String#grapheme_clusters
Some hawk-eyed readers of the article on String#[] pointed out that there are some caveats when using brackets to reference a single character in the case the character spans multiple codepoints:
string = "🇯🇵"
string[0] # => "🇯"
string[1] # => "🇵"
string.chars # => ["🇯", "🇵"]
string.codepoints # => [127471, 127477]
const string = "🇯🇵";
string[0]; // => '\uD83C' // High surrogate
string[1]; // => '\uDDF8' // Low surrogate
string[2]; // => '\uD83C' // High surrogate
string[3]; // => '\uDDF5' // Low surrogate
string[0] + string[1]; // => "🇯"
string[2] + string[3]; // => "🇵"
[...string]; // => ["🇯", "🇵"]
[...string].map(c => c.codePointAt(0)); // => [127471, 127477]
As you can see, neither Ruby nor JavaScript return the character that we see on screen when accessing a single "character" for these complex strings. This also causes practical issues with things like string length calculations and slicing.
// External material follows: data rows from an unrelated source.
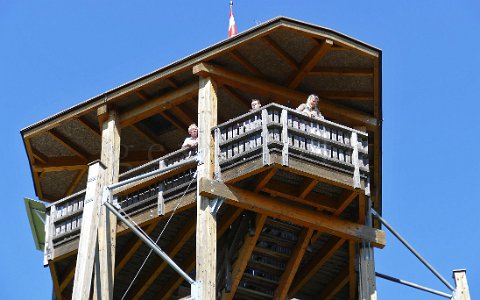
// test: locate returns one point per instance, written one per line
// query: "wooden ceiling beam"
(34, 152)
(320, 258)
(309, 62)
(171, 82)
(179, 113)
(245, 102)
(246, 63)
(336, 285)
(290, 212)
(237, 80)
(158, 104)
(345, 199)
(173, 248)
(307, 186)
(64, 141)
(245, 252)
(75, 182)
(96, 131)
(174, 121)
(292, 267)
(264, 178)
(280, 52)
(290, 191)
(336, 71)
(150, 138)
(70, 163)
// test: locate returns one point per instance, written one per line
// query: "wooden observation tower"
(272, 204)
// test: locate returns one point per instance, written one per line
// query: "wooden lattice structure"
(295, 190)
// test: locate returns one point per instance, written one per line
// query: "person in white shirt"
(255, 105)
(310, 108)
(192, 140)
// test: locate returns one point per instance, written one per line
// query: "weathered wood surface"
(294, 135)
(291, 213)
(88, 237)
(206, 234)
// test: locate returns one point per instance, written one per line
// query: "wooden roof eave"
(187, 62)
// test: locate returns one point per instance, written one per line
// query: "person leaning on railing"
(192, 140)
(255, 105)
(310, 108)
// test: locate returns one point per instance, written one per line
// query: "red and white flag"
(232, 28)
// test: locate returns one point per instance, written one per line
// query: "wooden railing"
(278, 128)
(65, 215)
(272, 129)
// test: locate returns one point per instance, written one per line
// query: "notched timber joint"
(216, 204)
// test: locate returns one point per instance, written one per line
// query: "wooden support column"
(88, 233)
(461, 285)
(110, 157)
(367, 289)
(206, 238)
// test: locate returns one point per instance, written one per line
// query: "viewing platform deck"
(275, 150)
(316, 172)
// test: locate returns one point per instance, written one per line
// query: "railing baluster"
(217, 155)
(356, 172)
(265, 151)
(285, 139)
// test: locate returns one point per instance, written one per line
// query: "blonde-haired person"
(255, 105)
(310, 108)
(192, 140)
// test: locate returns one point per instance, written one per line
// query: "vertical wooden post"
(206, 238)
(367, 289)
(88, 233)
(461, 285)
(283, 120)
(110, 157)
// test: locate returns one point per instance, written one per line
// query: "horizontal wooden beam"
(291, 212)
(245, 252)
(67, 143)
(331, 109)
(346, 95)
(309, 270)
(158, 104)
(335, 71)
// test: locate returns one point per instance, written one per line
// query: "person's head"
(193, 130)
(312, 100)
(256, 104)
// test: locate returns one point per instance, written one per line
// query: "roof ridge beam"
(309, 62)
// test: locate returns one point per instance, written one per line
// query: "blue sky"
(55, 54)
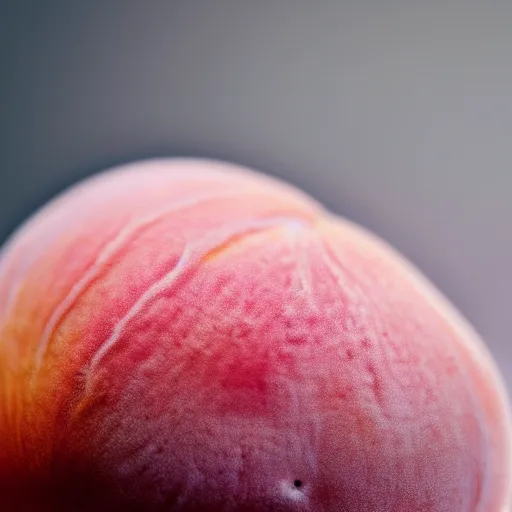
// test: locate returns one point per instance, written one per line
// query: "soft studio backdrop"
(396, 114)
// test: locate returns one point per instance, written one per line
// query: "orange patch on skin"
(186, 332)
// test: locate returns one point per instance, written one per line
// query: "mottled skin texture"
(184, 335)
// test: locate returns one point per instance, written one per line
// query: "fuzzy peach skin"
(187, 335)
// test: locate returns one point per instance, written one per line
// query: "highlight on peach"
(189, 335)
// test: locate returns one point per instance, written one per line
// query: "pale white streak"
(191, 256)
(110, 250)
(300, 238)
(337, 272)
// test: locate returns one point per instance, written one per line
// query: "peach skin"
(188, 335)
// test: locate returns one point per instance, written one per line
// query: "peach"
(187, 335)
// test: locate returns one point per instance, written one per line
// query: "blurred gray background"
(396, 114)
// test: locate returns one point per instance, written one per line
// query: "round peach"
(188, 335)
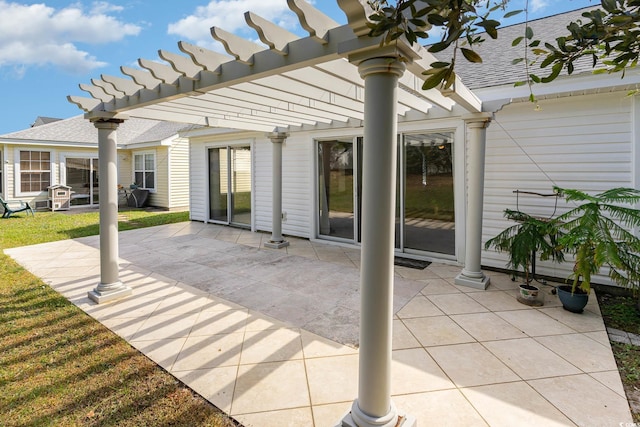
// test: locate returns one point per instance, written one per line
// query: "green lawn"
(59, 367)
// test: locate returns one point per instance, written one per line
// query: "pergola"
(335, 77)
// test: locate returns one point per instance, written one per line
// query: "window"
(144, 170)
(35, 171)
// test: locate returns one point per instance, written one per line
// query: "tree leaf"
(470, 55)
(528, 32)
(512, 13)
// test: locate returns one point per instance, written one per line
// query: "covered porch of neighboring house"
(270, 336)
(335, 77)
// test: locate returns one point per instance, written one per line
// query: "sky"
(48, 48)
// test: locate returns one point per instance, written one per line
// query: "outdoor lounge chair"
(14, 207)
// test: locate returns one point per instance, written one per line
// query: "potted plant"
(598, 232)
(530, 236)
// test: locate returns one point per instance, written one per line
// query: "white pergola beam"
(181, 64)
(218, 103)
(316, 23)
(241, 49)
(96, 91)
(160, 71)
(207, 59)
(107, 87)
(270, 34)
(126, 86)
(215, 109)
(86, 104)
(304, 104)
(141, 77)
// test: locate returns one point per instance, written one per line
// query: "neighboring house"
(310, 112)
(54, 151)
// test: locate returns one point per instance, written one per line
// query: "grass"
(621, 312)
(60, 367)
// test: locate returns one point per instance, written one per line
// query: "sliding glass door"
(426, 197)
(230, 185)
(425, 214)
(338, 189)
(82, 177)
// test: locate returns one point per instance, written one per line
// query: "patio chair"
(14, 207)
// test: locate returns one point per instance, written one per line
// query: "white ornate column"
(373, 407)
(110, 286)
(472, 275)
(277, 241)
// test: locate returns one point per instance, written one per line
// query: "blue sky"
(47, 49)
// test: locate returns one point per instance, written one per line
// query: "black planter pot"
(572, 301)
To bridge the gap between bytes, encodings and "real-world" characters on screen, Ruby provides the String#grapheme_clusters method which returns an array of the actual characters that users would perceive on screen:
string = "🇯🇵"
string.length # => 2
string.chars # => ["🇯", "🇵"]
string.grapheme_clusters # => ["🇯🇵"]
string.grapheme_clusters.length # => 1
const string = "🇯🇵";
string.length; // => 4
[...string]; // => ["🇯", "🇵"]
const segmenter = new Intl.Segmenter(
undefined, { granularity: "grapheme" }
);
const segments = [...segmenter.segment(string)]
const graphemeClusters = segments.map(s => s.segment); // => ["🇯🇵"]
graphemeClusters.length; // => 1
String#grapheme_clusters is actually just a convenience method for String#each_grapheme_cluster.to_a. So if you want to iterate over the grapheme clusters without creating an array first, you should use #each_grapheme_cluster directly. JavaScript also provides a grapheme iterator via Intl.Segmenter, but the API is quite a bit clunkier to use.
History
String#grapheme_clusters was added in Ruby 2.5, released on Christmas 2017.